We bog students down with meaningless exams, remove individuality from curricula and create a system that prizes success over creativity. However, the disastrous initiatives and programs that have warped the U.S. public school system into the jungle it is today warrant a complex solution: returning instructional discretion to states and school boards and eliminating administrative waste.

We must first return institutional discretion to states and localities as by any measure, recent federal education standards have been a disaster. Take the No Child Left Behind Act of 2002 (NCLB). Under threat of losing federal funding, all 50 states either revised or adopted standards to comply with federal law and began testing most students, ostensibly to ensure that proficiency benchmarks in math and language arts were met.

By measuring test results against ambiguous benchmarks that no schools have ever met, NCLB created a false narrative of “failure” in schools across the nation. In Massachusetts  generally considered to house some of the best schools in the country 80% of public schools faced NCLB sanctions as a result of poor test scores.

Under this false narrative of failure, schools were forced to double down and use test scores to evaluate teachers, leading the school day to become a monotonous monstrosity of test preparation.

Expanding upon the problems rained down from NCLB came the Common Core Initiatives, a federal incentive from 2010 that attempted to install a top-down approach on public education with the purpose of creating language arts and mathematics standards at the conclusion of each grade level.

These initiatives have been so destructive that they have earned the unique status of unifying criticism across the ideological spectrum, from the Tea Party to Democratic Socialists. The former dubbed these standards as “Obamacore,” while the latter have worried that the standards are simply a front for corporate interests. Among others, teachers commented that they received “little to no training” in adopting this new rushed-in wave on standards. Others lament the loss of classic literature, replaced by modern lesser-known novels and biographies. In my own “world literature” course, never once did we pick up “Anna Karenina” or “Don Quixote;” instead we opted for “Things Fall Apart” and “Night,” two depressing avant-garde stories of genocidal regimes.

Furthermore, countless examples support the claim that more funding will not necessarily lead to higher educational outcomes for students. Take Washington, D.C., for instance. Our nation’s capital plays host to some of the highest-funded and worst-performing schools in the entire country. They spent an average of nearly $27,000 per student in 2014, more than $16,000 higher than the national average, and only a third of this money goes directly to instructional purposes.

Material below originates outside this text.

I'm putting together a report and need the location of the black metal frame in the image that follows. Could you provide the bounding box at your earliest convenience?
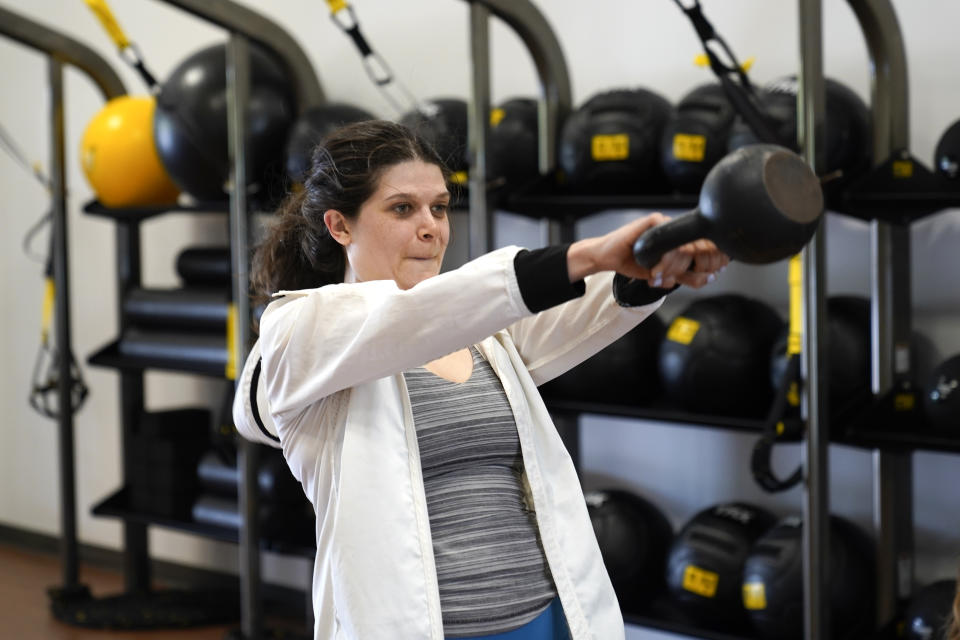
[0,3,126,595]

Instead, as many think tanks have noted, most of this funding goes right over students’ heads and into an ever-growing administrative bureaucracy. Between 1950 and 2009, the number of public school administrative positions soared 702% while the student population increased just 96%.

In my home state of Pennsylvania, the student population grew 5% between 1997 and 2009, yet non-teaching staff grew 36% — and that wasn’t even the most egregious example in the country. The student population in the nation’s capital actually shrunk 15% during this period, but their administrative positions ballooned a whopping 42% over that time.

“For a classroom of 25 students in the United States, there would have been an extra $12,314, on average, to spend if public schools had not disproportionately hired non-teaching personnel,” the Friedman Foundation reports. It boggles my mind that public schools don’t put every spare penny towards their students.

While my grievances of standardization and administrative growth are by no means exhaustive of the discourse of public education reform in the United States, I hope that they can serve as a type of guidepost to steer our nation in a direction that improves the quality of education for all of our children. Luckily, while these problems do require constant lobbying of state and governments for a complete fix, a lot of work can be accomplished at the local level to give schools a helping hand.

A year ago, I never would’ve thought I’d be running for my own school board, but I am doing just that today. Few, if any, of those regulating education have actually been educated in the mold of the current curriculum. For any student looking to become involved in politics, local decisions often produce the greatest impact on American lives and school boards are a great body to serve the public.